II. How to Register a U.S. Company Required Documents Key Pitfalls to Avoid
1. Company Name
The proposed name must be verified for uniqueness via the Secretary of State’s website in your chosen state. It must include a legally mandated suffix such as “LLC” or “Inc.” Use of regulated terms-e.g., “Bank,” “Insurance”-is prohibited unless accompanied by a specific regulatory license.
2. Registered Agent
A registered agent must be an individual or entity with a physical street address in the U.S. P.O. Boxes and virtual office email addresses are not permitted. If your registered agent becomes unreachable and fails to accept legal service of process, your company may face penalties-or even administrative dissolution.
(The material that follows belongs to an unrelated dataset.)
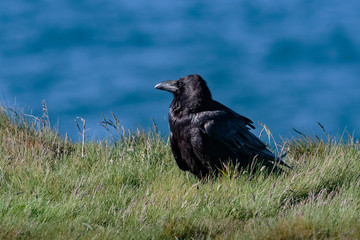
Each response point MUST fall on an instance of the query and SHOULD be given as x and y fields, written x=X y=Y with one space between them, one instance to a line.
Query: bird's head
x=190 y=91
3. Organizational Documents (Articles of Organization Articles of Incorporation)
In Wyoming, only basic information (company name, registered agent, management structure) must be filed; member details need not be disclosed. In contrast, Delaware requires a statement of corporate purpose (e.g., “any lawful business”), though some banks may use this generic language to question the legitimacy or substance of your business activities.
4. Beneficial Ownership Information (BOI) Reporting (FinCEN)
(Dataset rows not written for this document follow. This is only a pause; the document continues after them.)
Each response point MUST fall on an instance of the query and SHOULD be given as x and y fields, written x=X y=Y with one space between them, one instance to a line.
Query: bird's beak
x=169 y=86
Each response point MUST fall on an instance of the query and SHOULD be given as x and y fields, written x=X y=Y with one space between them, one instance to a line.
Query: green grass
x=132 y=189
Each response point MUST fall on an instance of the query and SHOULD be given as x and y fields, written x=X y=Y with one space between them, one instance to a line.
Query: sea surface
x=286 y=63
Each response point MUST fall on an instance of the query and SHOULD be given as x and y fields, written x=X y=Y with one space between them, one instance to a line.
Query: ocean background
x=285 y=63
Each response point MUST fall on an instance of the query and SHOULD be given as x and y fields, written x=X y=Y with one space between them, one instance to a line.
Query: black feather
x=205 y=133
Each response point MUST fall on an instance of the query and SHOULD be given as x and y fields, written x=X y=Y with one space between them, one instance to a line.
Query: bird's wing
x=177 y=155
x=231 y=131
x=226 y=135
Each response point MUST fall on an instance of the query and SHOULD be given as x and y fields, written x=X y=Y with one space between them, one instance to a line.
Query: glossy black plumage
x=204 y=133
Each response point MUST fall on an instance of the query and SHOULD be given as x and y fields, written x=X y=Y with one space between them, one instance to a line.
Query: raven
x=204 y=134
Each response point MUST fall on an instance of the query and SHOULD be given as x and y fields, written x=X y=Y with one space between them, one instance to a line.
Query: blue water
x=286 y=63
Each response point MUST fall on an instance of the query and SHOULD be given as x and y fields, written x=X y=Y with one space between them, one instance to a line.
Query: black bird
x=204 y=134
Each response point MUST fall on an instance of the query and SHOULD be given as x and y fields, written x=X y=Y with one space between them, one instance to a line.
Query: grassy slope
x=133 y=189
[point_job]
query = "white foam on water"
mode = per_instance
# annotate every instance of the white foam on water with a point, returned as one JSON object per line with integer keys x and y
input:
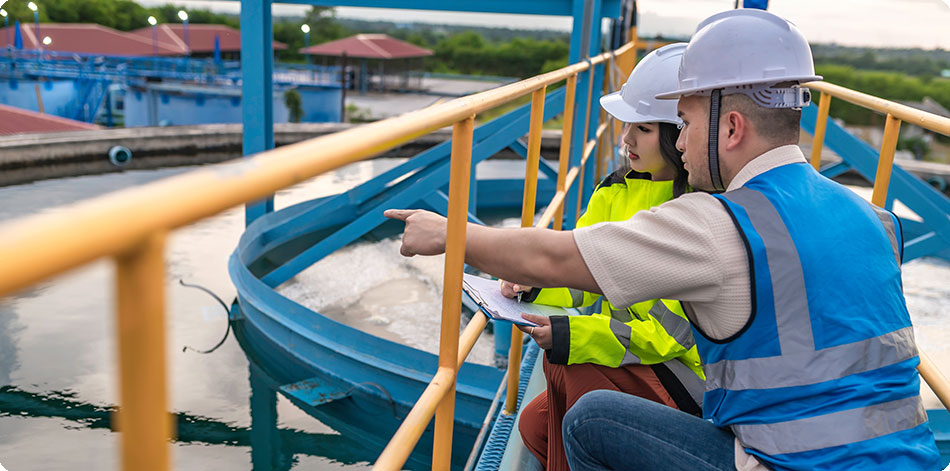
{"x": 370, "y": 286}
Effective January 1, 2025, all U.S. companies must submit beneficial ownership information to FinCEN. A “beneficial owner” is defined as any individual who directly or indirectly holds ≥25% of the equity interest-or exercises substantial control over major operational decisions. Foreign individuals must provide a scanned copy of their passport, residential address, and a U.S. tax identification number (e.g., ITIN). Applicants without an ITIN may leave that field blank, but must include a written explanation.
III. How Much Does It Cost to Register a U.S. Company? A 2025 Fee Breakdown (Based on Actual Market Rates)
• State Filing Fees
- Wyoming $100 (one-time)
- Delaware $90 (LLC filing fee) + $300/year (franchise tax)
- New Mexico $50 (one-time; no annual fee)
• Annual Registered Agent Fee
- $100-$350/year (basic service in Wyoming or New Mexico);
- $250+/year (typical in Delaware)
• EIN Application Assistance
- Free (self-filing is available at no cost);
- Intermediary services charge $80-$200 (includes SS-4 preparation and direct IRS communication)
• BOI Reporting Service
- FinCEN’s official portal is free to use;
- Most agents bundle BOI filing for $120-$280 (includes data verification, error correction, and official filing confirmation)
• Additional Costs for Business Banking
- Some digital banks (e.g., Mercury, Brex) waive monthly fees but require a U.S. phone number and video-based identity verification.
- Traditional banks (e.g., Chase, Bank of America) typically decline applications from individuals lacking an SSN or ITIN. Many impose a minimum initial deposit requirement of $5,000-$10,000 to open an account.
The above outlines the critical procedural milestones, documentation requirements, and cost structure involved in registering a U.S. company as of 2025. We hope this guide proves helpful to you.